Exponential implies a constant or increasing rate of change surely. I don’t see that, I see a decreasing rate of change from the very start. Use PHE hospital data, take a 7 day average to smooth the data, calculate rate of change from one day to the next. It constantly decreases; about the 10th of march it’s around 1.5, already by the 17th it’s only 1.25. it decreases steadily.
At the same rebased point I the epidemic, when plotted on a log scale, you would find from 64 cases, all countries had a doubling time of 3 days. The variability was very low. I’ve added some official U.K. data above. Cumulative cases grew at the same rate as incidence of cases. That implies exponential growth.
Sorry case data is junk. Death data only.
And they didn’t double in three days for long. As I say PHE death data doesn’t support a constant or increasing rate of increase. Quite the opposite;The rate of increase slows constantly from the start of the death curve.
Do the same for deaths rebased from 16 onwards. I did and found the same slope and 3-day doubling time). Log scales adjust for different case fatality rates due to ascertainment differences across countries. Almost every country except U.K. had the same growth rate for cases and deaths. This is exactly what exponential growth in an epidemic predicts.
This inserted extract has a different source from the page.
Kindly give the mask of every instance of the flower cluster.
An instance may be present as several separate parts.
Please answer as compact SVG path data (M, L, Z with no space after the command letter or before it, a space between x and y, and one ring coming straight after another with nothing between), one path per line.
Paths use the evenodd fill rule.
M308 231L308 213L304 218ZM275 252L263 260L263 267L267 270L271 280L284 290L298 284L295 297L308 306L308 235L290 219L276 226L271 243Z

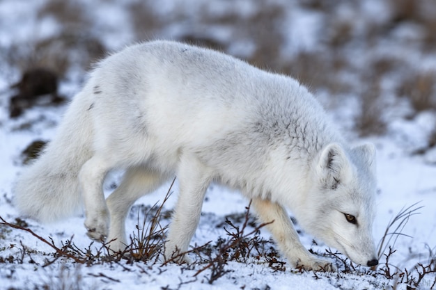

A lag from cases to deaths does not remove the constant slope.
Deviations from exponential were also well-describes by Gompertz, which itself signals a deviation from pure mass-action and is a reflection of limited contacts, aka lockdown. The SIR model everyone loves gives the reason for deviation from exponential as lack of susceptibles. Seroprevalence suggests that this is unlikely (less than 10% have antibodies), but if there is some mythical non antibody immunity (unlike every other coronavirus in existence) then deviation may be due to that instead of reduced contacts. I don’t believe that based on precedence. Deviation from exponential is self-evident. The reason, biology and precedence would suggest, is not lack of people to infect. So it must be…
Yes non antibody immunity. Karol Sikora of the WHO has been talking about it see https://www.express.co.uk/life-style/health/1285960/coronavirus-update-latest-cases-t-cells-vaccine-antibody-test. Also see https://www.medrxiv.org/content/10.1101/2020.04.17.20061440v1.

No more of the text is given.